Let's have a look at how the total energy changes over time when we numerically simulate the Hénon-Heiles model over a long period of time: Standard solve

longprob = remake(prob2, tspan=(0.0, 1e3))
longsol = solve(longprob, EK1(smooth=false), dense=false)
plot(longsol.t, E.(longsol.u))
Example block output

It visibly loses energy over time, from an initial 0.12967 to a final 0.12899. Let's fix this to get a physically more meaningful solution.

Energy preservation with the ManifoldUpdate callback

In the language of ODE filters, preserving energy over time amounts to just another measurement model [1]. The most convenient way of updating on this additional zero measurement with ProbNumDiffEq.jl is with the ManifoldUpdate callback.
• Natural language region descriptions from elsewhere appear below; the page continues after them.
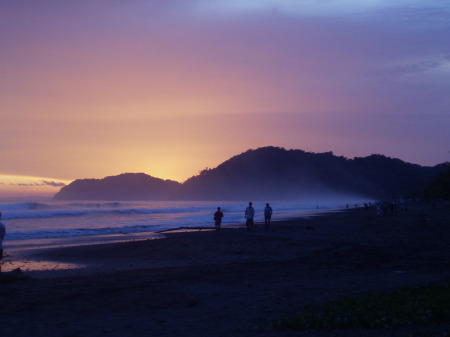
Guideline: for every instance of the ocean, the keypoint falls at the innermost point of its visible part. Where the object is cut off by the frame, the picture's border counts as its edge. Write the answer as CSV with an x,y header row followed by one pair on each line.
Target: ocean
x,y
55,223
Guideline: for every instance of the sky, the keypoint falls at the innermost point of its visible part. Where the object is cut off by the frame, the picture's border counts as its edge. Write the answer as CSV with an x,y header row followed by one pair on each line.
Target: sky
x,y
90,89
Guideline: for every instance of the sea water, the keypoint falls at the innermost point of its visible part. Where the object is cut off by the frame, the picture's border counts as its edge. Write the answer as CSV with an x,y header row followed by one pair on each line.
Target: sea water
x,y
32,226
48,223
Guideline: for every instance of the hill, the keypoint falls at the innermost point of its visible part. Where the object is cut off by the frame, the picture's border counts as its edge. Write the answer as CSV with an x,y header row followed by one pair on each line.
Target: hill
x,y
127,186
271,173
268,173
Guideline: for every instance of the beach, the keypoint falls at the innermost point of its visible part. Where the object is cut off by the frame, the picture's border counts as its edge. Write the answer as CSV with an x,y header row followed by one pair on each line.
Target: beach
x,y
231,282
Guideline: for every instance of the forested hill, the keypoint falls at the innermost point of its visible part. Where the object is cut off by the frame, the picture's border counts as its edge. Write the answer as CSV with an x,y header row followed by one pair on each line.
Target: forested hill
x,y
268,173
275,173
127,186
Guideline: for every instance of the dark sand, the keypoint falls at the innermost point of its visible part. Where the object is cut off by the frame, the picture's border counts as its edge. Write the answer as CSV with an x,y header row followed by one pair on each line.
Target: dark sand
x,y
231,282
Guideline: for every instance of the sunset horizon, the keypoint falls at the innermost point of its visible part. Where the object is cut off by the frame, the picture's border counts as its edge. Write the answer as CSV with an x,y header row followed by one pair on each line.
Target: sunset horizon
x,y
101,88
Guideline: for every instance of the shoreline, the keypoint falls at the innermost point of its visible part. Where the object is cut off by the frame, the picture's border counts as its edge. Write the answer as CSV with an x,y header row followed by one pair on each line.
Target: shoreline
x,y
232,282
35,258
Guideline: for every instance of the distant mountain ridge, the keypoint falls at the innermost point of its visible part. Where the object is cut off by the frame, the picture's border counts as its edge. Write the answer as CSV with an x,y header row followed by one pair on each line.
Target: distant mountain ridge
x,y
268,173
127,186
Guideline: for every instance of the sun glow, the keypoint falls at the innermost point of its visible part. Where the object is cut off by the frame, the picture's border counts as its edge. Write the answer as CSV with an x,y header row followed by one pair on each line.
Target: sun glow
x,y
12,186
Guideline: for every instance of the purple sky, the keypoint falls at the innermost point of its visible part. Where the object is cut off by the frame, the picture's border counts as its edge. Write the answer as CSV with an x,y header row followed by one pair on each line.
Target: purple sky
x,y
97,88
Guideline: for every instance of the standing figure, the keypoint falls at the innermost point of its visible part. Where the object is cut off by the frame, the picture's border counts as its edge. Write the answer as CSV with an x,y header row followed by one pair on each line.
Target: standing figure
x,y
218,218
249,215
2,236
267,215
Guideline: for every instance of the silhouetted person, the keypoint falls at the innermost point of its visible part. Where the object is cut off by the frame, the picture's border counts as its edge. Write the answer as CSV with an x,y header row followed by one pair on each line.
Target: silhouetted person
x,y
218,218
267,215
2,236
249,215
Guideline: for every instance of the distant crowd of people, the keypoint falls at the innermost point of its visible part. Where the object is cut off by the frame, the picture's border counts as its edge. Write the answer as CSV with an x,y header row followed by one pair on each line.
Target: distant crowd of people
x,y
249,216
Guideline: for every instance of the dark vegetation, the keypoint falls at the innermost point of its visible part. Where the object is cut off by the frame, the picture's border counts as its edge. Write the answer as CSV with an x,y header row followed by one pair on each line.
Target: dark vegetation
x,y
268,173
421,305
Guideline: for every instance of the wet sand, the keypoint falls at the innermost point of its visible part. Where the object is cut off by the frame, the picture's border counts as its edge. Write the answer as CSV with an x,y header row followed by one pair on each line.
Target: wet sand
x,y
231,282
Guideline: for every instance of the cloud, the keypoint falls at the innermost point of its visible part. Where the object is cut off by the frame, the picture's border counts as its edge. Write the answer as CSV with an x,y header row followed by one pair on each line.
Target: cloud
x,y
41,183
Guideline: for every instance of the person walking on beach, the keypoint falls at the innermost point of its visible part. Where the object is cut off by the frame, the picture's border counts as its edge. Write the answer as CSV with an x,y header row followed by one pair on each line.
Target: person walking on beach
x,y
249,215
2,236
267,215
218,218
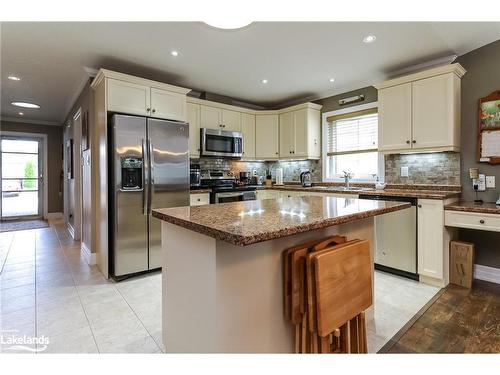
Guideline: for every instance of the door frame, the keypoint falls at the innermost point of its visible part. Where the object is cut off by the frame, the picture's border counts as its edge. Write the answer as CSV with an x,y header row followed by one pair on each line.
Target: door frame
x,y
43,138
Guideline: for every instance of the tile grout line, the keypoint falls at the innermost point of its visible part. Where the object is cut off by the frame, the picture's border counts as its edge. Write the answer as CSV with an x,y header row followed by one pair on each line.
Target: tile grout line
x,y
77,292
140,320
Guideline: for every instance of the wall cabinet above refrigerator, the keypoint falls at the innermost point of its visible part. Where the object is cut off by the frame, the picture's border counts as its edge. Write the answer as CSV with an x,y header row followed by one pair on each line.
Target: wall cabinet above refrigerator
x,y
421,111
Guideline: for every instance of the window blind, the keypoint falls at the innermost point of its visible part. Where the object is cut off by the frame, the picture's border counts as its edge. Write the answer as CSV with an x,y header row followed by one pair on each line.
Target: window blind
x,y
355,134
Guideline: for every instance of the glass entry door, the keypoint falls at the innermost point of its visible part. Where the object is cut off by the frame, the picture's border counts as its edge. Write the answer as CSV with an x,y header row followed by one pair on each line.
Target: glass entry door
x,y
22,177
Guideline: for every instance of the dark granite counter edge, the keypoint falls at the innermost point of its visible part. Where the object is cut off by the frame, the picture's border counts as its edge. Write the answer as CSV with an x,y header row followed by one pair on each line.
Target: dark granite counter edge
x,y
241,240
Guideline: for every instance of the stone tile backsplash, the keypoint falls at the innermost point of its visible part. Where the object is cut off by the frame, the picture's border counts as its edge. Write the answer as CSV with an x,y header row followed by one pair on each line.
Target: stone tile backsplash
x,y
291,169
438,168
The ManifoldUpdate callback can be thought of a probabilistic counterpart to the ManifoldProjection callback provided by DiffEqCallbacks.jl.

To do so, first define a (vector-valued) residual function, here chosen to be the difference between the current energy and the initial energy, and build a ManifoldUpdate callback

residual(u) = [E(u) - E(du0..., u0...)]
cb = ManifoldUpdate(residual)
DiscreteCallback{ProbNumDiffEq.var"#condition#79", ProbNumDiffEq.var"#affect!#80"{Int64, Float64, Float64, typeof(Main.residual)}, typeof(SciMLBase.INITIALIZE_DEFAULT), typeof(SciMLBase.FINALIZE_DEFAULT)}(ProbNumDiffEq.var"#condition#79"(), ProbNumDiffEq.var"#affect!#80"{Int64, Float64, Float64, typeof(Main.residual)}(100, 1.0e-25, 1.0e-15, Main.residual), SciMLBase.INITIALIZE_DEFAULT, SciMLBase.FINALIZE_DEFAULT, Bool[1, 1])
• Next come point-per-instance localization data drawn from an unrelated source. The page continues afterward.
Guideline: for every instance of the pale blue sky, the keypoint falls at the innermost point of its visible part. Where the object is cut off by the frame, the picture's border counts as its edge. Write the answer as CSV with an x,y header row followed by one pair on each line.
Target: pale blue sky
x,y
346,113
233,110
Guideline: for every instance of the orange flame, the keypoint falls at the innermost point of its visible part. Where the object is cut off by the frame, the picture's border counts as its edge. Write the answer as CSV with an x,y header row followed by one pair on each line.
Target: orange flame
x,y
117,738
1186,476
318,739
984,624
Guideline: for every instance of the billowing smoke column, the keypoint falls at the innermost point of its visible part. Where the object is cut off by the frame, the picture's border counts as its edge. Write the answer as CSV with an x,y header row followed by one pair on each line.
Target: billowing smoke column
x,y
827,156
Then, solve the ODE with this callback

longsol_preserving = solve(longprob, EK1(smooth=false), dense=false, callback=cb)
plot(longsol.t, E.(longsol.u))
plot!(longsol_preserving.t, E.(longsol_preserving.u))
Example block output

Voilà! With the ManifoldUpdate callback we could preserve the energy over time and obtain a more truthful probabilistic numerical long-term simulation of the Hénon-Heiles model.
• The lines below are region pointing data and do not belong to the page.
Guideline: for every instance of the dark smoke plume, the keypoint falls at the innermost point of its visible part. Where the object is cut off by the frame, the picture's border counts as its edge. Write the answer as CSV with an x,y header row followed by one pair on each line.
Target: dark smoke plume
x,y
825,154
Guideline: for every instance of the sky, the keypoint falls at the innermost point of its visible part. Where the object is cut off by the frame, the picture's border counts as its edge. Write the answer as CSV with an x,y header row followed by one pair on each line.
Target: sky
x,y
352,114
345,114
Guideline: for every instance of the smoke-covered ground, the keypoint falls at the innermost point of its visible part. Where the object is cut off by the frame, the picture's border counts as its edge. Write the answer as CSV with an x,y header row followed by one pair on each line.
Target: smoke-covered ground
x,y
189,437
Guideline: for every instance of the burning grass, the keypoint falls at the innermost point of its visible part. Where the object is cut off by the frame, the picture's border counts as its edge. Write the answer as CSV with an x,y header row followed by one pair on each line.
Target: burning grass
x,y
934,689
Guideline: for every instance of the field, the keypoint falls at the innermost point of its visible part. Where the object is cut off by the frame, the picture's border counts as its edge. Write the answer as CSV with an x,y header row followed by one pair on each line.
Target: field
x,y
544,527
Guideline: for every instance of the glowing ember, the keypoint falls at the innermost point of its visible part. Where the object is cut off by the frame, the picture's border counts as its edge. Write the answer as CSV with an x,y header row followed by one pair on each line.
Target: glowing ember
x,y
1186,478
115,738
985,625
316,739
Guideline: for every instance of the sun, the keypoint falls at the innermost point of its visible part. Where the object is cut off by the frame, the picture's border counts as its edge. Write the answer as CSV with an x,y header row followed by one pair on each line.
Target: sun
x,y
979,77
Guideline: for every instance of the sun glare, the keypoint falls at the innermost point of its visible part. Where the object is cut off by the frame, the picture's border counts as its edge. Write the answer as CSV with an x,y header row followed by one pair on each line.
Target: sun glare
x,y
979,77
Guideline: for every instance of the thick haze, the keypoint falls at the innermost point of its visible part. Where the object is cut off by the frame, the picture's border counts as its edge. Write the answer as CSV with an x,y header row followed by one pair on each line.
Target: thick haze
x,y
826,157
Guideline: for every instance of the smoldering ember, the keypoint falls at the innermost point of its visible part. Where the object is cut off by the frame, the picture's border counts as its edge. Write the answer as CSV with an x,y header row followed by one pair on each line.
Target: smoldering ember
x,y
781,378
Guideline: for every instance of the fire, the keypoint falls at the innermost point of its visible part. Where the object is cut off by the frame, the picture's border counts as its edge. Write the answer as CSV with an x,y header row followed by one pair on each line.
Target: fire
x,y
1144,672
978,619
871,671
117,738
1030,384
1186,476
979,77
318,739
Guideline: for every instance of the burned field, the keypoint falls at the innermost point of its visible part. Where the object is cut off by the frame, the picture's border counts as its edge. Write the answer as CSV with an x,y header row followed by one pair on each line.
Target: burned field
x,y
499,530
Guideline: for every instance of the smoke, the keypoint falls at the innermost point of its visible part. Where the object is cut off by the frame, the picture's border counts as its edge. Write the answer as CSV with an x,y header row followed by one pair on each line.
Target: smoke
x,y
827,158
N. Bosch, F. Tronarp and P. Hennig. Pick-and-Mix Information Operators for Probabilistic ODE Solvers. In: Proceedings of The 25th International Conference on Artificial Intelligence and Statistics, Vol. 151 of Proceedings of Machine Learning Research, edited by G. Camps-Valls, F. J. Ruiz and I. Valera (PMLR, 28–30 Mar 2022); pp. 10015–10027.